Oturup düşündüğünüzde bu anlamda dayanıklı olmamız gereken toplumsal sorunların sayısını çokça artırabiliriz. Gazze'de yaşananlar bu anlamda bir sorun. Etrafımızdaki, komşularımızdaki yaşananlar sebebiyle misafir ettiğimiz kardeşlerimiz, aynı şekilde 'Dayanıklı Sınıflar' kapsamında öğretmen arkadaşlarımızın birlikte hareket etmesi gereken konular. Bunların sayısını artırmak mümkün. Hatta daha ileri gidelim, tasarruflu kullanmamız gereken, Allah'ın lütfu olan kaynaklar, bunlarla ilgili yaşadığımız konular... Bunların hepsi bu proje kapsamında.
Öğretmen arkadaşlarımız, çalışma arkadaşlarımız bu konuda mütevazı da olsa bir 'iyilik hareketi' başlatır, biz de bunu yaygınlaştırabilirsek bizim açımızdan mutluluk verici olacak. Bir iyilik hareketi başlatmak istiyoruz, bir çığır açmak istiyoruz. Bir başlangıç noktası burası. Umarım devamı büyüyerek, artarak gelir.'' dedi.

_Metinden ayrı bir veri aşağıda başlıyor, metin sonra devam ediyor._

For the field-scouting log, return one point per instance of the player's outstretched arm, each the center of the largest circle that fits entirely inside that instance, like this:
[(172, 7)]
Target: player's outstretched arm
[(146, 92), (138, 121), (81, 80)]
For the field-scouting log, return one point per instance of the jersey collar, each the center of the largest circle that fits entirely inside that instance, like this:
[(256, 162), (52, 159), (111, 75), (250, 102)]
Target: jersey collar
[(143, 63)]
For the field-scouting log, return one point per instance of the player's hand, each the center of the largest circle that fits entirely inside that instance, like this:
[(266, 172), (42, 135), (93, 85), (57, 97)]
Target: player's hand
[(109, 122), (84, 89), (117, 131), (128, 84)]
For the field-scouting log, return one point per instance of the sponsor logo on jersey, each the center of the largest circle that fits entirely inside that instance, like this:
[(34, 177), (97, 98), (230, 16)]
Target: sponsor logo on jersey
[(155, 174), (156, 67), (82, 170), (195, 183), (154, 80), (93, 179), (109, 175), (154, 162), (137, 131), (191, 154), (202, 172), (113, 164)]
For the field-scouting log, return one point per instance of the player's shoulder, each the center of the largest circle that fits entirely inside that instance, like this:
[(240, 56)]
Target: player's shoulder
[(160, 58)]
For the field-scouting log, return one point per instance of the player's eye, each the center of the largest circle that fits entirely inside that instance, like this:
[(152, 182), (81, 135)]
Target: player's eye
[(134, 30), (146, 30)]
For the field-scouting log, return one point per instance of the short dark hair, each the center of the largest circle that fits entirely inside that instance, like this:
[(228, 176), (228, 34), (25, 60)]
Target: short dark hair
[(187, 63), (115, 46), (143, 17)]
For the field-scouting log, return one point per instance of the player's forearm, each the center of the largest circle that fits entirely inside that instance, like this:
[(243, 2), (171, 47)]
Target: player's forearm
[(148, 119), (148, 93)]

6 Şubat 2023'te yaşanan büyük depremin ardından ortaya çıkan "Dayanıklı Sınıflar Hareketi" Projesi; hayat ve ben arasındaki ilişkiyi inceleyerek, dayanıklı olmak ve yeniden yola devam etmek üzere öğretmenlerin ve öğrencilerin iyi oluş durumlarına yardımcı olma hedefiyle tasarlandı.